00:39:15   they host their backend thing there, and Crashlytics, the big, powerful,

00:39:20   and lightest weight crashing report solution, which is a previous sponsor of my site,

00:39:25   Mac Mini Vault as part of its testing and development

00:39:28   environments.

00:39:28   That's pretty cool.

00:39:31   They have like 700 Mac Minis now,

00:39:32   over 900 pre-wired slots for the future.

00:39:34   They are well set to expand greatly with all of you

00:39:38   going and creating accounts there.

00:39:39   So go to macminivault.com/try, start a free demo,

00:39:44   and use our promo code ATP50 to get 50% off.

00:39:47   Thank you to Mac Mini Vault for sponsoring.

00:39:50   50%.

00:39:51   That is the new winner for largest percentage

00:39:53   off of a sponsor of the show, I think.

00:39:55   50% for the first three months.

00:39:57   I was about to comment as well that good for them,

00:40:00   for really showing they mean business.

00:40:03   I wonder if the existence of the Mac Mini

00:40:05   contributed to Apple's decision to discontinue the X serve.

00:40:09   Oh, I definitely did.

00:40:10   Like we have accidental tech podcasts,

00:40:12   they have accidental server hardware.

00:40:15   Because I don't think they made the Mac Mini thinking,

00:40:17   this is going to go right in the data center.

00:40:19   But as soon as they made a machine that shape,

00:40:21   or like stick on a hundred of those in 2U rack.

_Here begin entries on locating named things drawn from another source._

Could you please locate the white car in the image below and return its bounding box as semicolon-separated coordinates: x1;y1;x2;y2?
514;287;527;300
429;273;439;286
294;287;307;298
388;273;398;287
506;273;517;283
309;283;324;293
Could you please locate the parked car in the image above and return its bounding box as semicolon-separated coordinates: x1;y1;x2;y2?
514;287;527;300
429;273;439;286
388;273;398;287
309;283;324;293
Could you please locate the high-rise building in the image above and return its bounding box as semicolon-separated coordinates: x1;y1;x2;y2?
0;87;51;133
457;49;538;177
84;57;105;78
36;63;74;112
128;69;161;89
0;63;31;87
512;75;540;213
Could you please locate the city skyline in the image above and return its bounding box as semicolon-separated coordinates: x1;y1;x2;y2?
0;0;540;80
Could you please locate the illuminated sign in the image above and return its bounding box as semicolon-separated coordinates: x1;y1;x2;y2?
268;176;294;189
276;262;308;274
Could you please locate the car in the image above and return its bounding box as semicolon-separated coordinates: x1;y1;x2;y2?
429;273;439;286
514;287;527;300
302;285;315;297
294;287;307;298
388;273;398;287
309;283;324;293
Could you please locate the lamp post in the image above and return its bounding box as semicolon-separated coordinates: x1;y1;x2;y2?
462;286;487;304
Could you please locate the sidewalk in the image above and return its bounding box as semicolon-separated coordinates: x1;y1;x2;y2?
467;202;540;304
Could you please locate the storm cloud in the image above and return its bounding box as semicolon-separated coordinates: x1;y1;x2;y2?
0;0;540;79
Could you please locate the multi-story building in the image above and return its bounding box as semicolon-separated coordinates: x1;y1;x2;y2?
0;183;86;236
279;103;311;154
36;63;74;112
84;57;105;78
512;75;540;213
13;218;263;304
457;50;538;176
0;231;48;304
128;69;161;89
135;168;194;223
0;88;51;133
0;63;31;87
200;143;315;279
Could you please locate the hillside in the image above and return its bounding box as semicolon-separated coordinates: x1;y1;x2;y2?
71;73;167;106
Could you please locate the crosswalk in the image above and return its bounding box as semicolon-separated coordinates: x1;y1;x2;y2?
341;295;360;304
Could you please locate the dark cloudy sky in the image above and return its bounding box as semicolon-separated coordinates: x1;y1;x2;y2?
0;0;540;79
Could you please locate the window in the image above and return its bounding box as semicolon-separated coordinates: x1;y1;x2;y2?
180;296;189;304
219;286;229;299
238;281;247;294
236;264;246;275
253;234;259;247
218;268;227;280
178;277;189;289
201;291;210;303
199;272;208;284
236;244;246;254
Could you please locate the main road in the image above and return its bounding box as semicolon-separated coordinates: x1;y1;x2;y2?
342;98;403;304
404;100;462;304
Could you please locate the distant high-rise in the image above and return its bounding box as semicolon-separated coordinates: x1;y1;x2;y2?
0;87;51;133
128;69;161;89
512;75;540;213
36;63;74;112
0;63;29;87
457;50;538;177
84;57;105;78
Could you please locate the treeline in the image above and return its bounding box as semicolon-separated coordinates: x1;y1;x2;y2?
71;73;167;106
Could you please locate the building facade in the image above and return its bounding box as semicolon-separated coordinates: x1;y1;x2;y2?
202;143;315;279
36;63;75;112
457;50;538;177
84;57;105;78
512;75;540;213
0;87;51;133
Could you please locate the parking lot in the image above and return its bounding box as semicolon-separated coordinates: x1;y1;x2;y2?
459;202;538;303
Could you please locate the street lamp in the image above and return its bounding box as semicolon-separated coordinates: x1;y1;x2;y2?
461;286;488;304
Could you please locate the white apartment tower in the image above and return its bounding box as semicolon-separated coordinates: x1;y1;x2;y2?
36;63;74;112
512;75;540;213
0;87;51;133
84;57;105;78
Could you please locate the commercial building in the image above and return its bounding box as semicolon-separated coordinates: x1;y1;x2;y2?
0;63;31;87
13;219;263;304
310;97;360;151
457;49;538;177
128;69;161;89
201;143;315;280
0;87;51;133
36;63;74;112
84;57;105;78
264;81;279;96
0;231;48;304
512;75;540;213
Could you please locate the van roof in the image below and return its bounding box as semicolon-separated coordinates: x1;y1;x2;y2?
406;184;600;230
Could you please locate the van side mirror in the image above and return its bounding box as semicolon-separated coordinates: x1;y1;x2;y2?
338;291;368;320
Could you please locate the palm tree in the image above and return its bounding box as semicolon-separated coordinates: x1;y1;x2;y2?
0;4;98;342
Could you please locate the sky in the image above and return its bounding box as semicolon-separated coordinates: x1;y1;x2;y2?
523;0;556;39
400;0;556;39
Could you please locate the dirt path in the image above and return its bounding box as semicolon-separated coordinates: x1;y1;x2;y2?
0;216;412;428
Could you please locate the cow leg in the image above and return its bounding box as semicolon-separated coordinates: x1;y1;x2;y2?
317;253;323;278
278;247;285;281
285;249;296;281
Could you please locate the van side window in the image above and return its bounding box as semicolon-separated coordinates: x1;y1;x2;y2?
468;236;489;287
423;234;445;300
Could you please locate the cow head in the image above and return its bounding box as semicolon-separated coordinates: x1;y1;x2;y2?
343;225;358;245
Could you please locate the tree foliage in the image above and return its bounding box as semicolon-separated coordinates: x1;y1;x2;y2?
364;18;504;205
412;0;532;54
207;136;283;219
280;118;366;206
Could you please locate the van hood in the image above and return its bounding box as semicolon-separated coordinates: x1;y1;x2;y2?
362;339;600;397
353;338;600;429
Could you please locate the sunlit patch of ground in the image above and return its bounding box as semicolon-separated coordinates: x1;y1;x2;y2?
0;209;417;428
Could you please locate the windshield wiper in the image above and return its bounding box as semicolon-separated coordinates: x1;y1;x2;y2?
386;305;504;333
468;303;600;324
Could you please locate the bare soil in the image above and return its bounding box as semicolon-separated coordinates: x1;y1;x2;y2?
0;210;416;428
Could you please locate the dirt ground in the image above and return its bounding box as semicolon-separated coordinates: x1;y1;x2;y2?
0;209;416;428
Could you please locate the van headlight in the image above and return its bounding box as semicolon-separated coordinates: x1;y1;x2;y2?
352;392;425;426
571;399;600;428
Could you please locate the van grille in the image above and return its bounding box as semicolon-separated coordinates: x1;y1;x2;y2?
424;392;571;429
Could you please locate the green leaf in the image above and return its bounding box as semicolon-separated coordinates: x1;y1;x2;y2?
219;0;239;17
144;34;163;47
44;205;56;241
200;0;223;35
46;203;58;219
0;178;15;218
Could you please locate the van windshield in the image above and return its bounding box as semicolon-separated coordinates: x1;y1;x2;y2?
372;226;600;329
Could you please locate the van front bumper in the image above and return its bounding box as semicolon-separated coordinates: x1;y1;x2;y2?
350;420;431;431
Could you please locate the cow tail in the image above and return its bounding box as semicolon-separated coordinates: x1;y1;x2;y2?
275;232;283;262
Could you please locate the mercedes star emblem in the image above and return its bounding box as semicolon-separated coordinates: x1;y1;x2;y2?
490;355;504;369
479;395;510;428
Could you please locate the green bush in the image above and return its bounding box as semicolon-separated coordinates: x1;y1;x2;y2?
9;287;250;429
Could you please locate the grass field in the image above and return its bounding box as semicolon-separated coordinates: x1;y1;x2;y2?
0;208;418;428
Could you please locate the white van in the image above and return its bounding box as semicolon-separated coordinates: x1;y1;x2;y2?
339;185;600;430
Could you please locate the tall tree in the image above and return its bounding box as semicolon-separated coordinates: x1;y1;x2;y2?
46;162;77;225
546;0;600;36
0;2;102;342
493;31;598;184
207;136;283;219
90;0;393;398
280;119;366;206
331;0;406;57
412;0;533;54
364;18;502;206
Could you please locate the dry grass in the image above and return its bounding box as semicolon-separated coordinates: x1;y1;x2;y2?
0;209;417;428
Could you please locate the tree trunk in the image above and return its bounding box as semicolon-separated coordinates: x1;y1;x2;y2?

00:40:25   - I kind of feel like the Mac Mini,

00:40:26   you know how like when Steve Jobs introduced

00:40:29   the Motorola Rocker phone, that terrible iTunes phone

00:40:32   that came out before the iPhone?

00:40:34   And you could tell when Steve introduced that,

00:40:36   and Gruber wrote about this a while ago,

00:40:38   you could tell like he just really did not like it.

00:40:40   He did not like the product,

00:40:42   he did not like that it had to exist.

00:40:44   Like the market was demanding something like that

00:40:47   and so they made it kind of reluctantly

00:40:49   And he just kind of like shat it out there

00:40:51   and was OK with it.

00:40:53   I think the Mac Mini was kind of like that for him.

00:40:57   I don't think he gave a crap about the Mac Mini.

00:41:00   And obviously, it's a very low priority for Apple

00:41:04   most of the time.

00:41:05   They hardly ever update the thing,

00:41:06   even when the other things get updated with the same CPUs.

00:41:09   It's obviously a low priority, but they keep it around

00:41:12   because they probably do sell a good number of them.

00:41:14   But it's always kind of seemed like this product

00:41:17   that they reluctantly keep in their lineup.

00:41:19   because people do love it way more than Apple seems to.

00:41:23   - Well, Jobs was probably sore about the cube thing still.

00:41:25   And he's like, "You know, I made this machine

00:41:28   "when it was much better looking

00:41:29   "and you guys didn't want it, but whatever."

00:41:30   Here you go. (laughing)

00:41:32   It's aluminum now, it's small,

00:41:33   it doesn't have the cool glass.

00:41:35   Still 800 bucks, here you go.

00:41:37   - Enjoy it, big whiners.

00:41:39   - Exactly. - But it was much cheaper.

00:41:41   It's true, it's one of those products

00:41:43   he didn't seem to have super duper enthusiasm about.

00:41:45   But other, I mean, that's the weird thing.

00:41:47   Like, if the company is not enthusiastic about a product,

00:41:51   but a certain subset of the customers are,

00:41:53   and it's very clear that a certain subset of customers

00:41:56   is really enthusiastic about the Mac mini.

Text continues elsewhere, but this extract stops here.